細かい収入は伏せますが、このクラスになるとクリニックの円滑な運営には欠かせないスタッフとなりますので、500万円以上の収入を得ているスタッフもいます。

詳しくは下記の記事をご参照ください。

資格の有無で昇給に差はでるか?

クリニックごとに定めている給与規定によって異なりますが、資格の有無が昇給に関わる可能性は十分に考えられます。

また、医療事務の資格に一律5,000円~10,000円程度の「資格手当」が支給されているクリニックもあります。

昇給に「資格」が関わる場合や資格手当がある場合は、資格を持っている場合と持っていない場合での3年後をシュミレーションし、資格取得に対する費用対効果を考えてみると良いでしょう。

<関連>

医療事務の給料は適切か

医療事務の給料の相場はあまり高くありません。高いか低いかといえば低いのでしょう。

それに加え休みは土日でないことの方が多いので、ハードな割には報われないという見解を出される方もいらっしゃいます。

 

結論から申し上げますと私はそうは思いません。

医療機関が倒産するということは、一般企業に比べればかなり稀ですし、医療事務経験者ということであれば就職へのハードルもぐっと下がります。
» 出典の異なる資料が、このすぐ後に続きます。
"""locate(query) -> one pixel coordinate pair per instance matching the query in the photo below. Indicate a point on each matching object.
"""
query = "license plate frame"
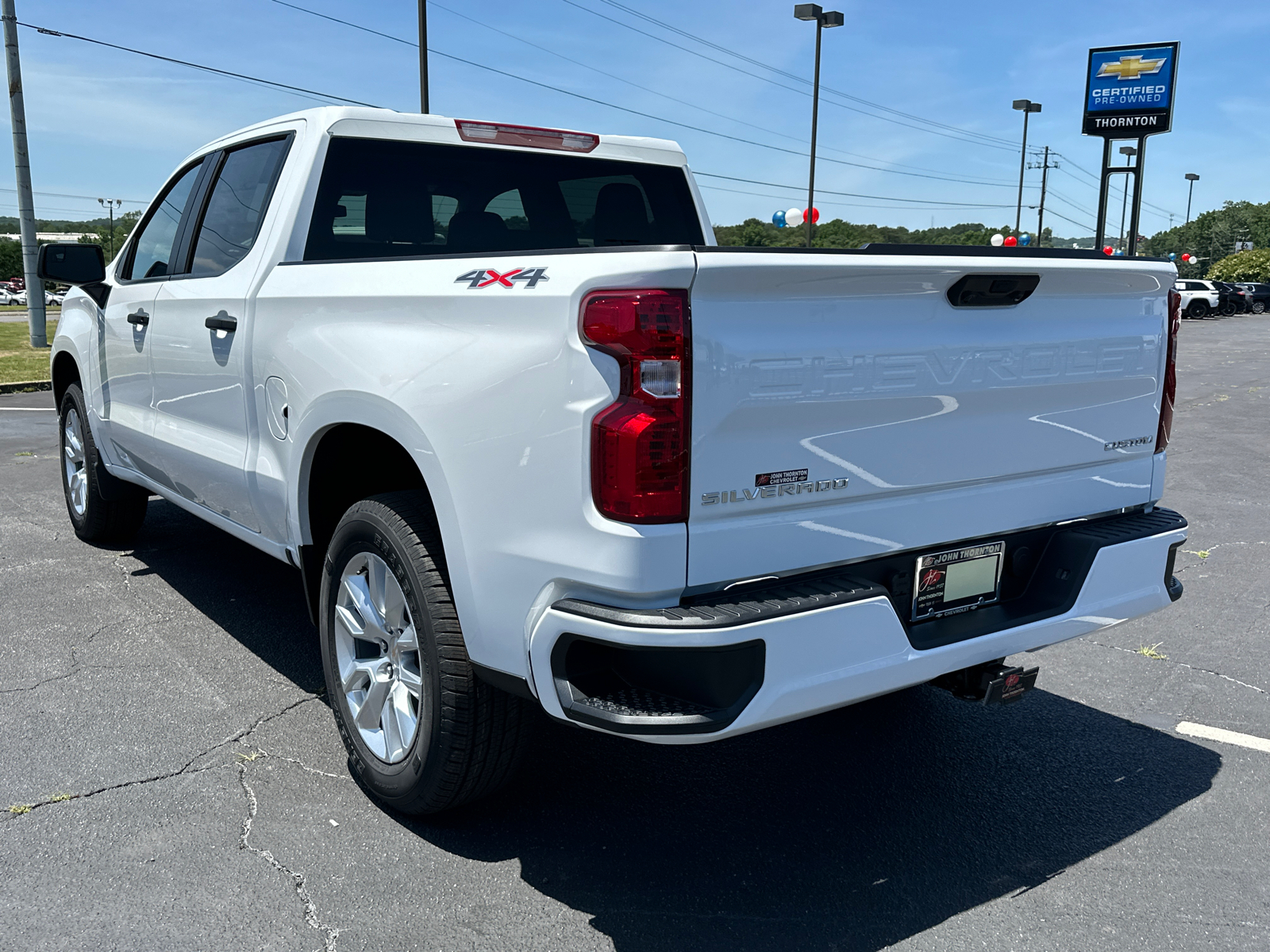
(931, 579)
また、どの地方でもほぼ共通のルールで仕事をすることができるので、今まで行ってきたことがスキルとなって積み重なる仕事でもあります。

 

さらに景気の波に左右されにくいというのもあります。

景気が悪くなると求人が減ったり、リストラなどで仕事がなくなる方が増えますが、医療業界は景気の影響を受けにくく安定した雇用が実現できるというメリットがあります。

クリニックの医療事務と病院の医療事務の違い

クリニックの医療事務と病院の医療事務は「専門性」という部分で大きな隔たりがあります。

クリニックの医療事務は、仕事の範囲が広く、良く言えば様々なスキルを身につけることができると言えますが、

反面、仕事の幅が広くなる傾向にありますので、残業時間は多くなる傾向にあります。

 

給料面も重要ですが、細分化されたスキルを身につけたいか、それともゼネラリストとしての能力を身につけたいかも1つの基準になります。

個人的な意見としては、キャリアの中でどちらも経験しておくというのがベストです。